Third, KOffice must offer more and innovative office applications. I believe that accountancy software like KMyMoney (or a KDE version of Gnucash) should be incorporated into the KOffice suite. New applications not present in MS Office or OpenOffice.org could attract even more users.

Fourth, KOffice must attract more developers and provide development tutorials for new contributors.

I am sure KOffice can become a major office application in the near future, and I wish good luck to everyone involved in this wonderful project!

NSK, http://nsk.wikinerds.org/

by Christof (not verified)

KOffice is promising but there is still a really large headroom for improvements. I'll list here a few:
1/ Currently there is no way to embed object from files. Imaging you have work on this kivio diagram and you saved a local copy of it. Then, you start to make a report (with kword) and suppose you want to include your previously created diagram. So far, I could not find a way of accomplishing this. I would be nice to have a menu like 'Insert->Object from file'. This way we would be able to include previous created charts,diagram,spreadsheet tables.... into kword (or kspread)
2/ The above could be also solved if the copy and paste of object would be better controlled. Currently I can not select the previous made diagram, copy it (Ctrl-C) and past it in word (Ctrl-V). When you do this, you can only paste it as a image or as text (this gives you the actual xml code !?). The same holds when trying to copy&paste a selected region of spreadsheet.
3/ I would be really nice to have tracking features. They way MS Word handles is in my opinion really good.
4/ Some connection from latex formula would be nice. Are there large difficulties in adopting the same kind of rendering TeX is using for formulas... nothing beats a formula rendering of knuth's code.

Hope it helps.

by Dan Buchanan (not verified)

I use KOffice pretty much on a daily basis to keeptrack of things. I run a small computer business and the workspace saves me a lot of time when switching back and forth from an invoice to email and back to a letter. great app, what would be nice is a bigger selection of templates and such to get users going

Dan Buchanan
www.buchanancomputer.ath.cx

GO LINUX!

by Robert Debusschere (not verified)

I like Koffice as well. However, I've encountered the same problems as others with the file corruption issue.
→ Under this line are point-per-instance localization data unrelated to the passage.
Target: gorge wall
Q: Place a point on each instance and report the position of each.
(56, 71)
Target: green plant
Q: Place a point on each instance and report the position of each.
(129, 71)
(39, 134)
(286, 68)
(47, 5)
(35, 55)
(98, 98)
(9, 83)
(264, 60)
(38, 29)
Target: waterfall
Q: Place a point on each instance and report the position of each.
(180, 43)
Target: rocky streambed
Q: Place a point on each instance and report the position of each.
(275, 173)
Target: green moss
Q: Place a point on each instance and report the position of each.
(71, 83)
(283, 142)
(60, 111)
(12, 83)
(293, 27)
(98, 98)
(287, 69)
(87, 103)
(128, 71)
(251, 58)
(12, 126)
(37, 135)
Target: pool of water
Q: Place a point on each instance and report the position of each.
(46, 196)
Open Office is a bit more stable. I would really like to see Koffice overtake Open Office because I really like Koffice. One critical application for me that is missing from Koffice is a database program. I need such a program in my home office and am forced to rely on Access through my virtual machine. I would definitely ditch Access if there were a Koffice replacement.

by Boudewijn Rempt (not verified)

Give Kexi a try :-).

by Guilherme (not verified)

I would love to use kpresenter, except that I need the ability to render latex formula inside the slides easily. There is a macro to do that in OpenOffice. Kformula is not a good way to typeset formulas if you do that often. Besides that, the ability to copy and paste formulas from latex source is important. I personally believe that Kformula should be rewritten to work as a well integrated latex front end, but if not, latex formulas need to be a possibility too.

by tonny sofijan (not verified)

Can't find 'insert image' facility on kivio? when that will appear in kivio?

by Boudewijn Rempt (not verified)

With KOffice 2.1: Peter Simonssen has been too busy with konversation and other projects to spend much time on Kivio. But all the basics are already done, it's just finishing the application that needs lots of work.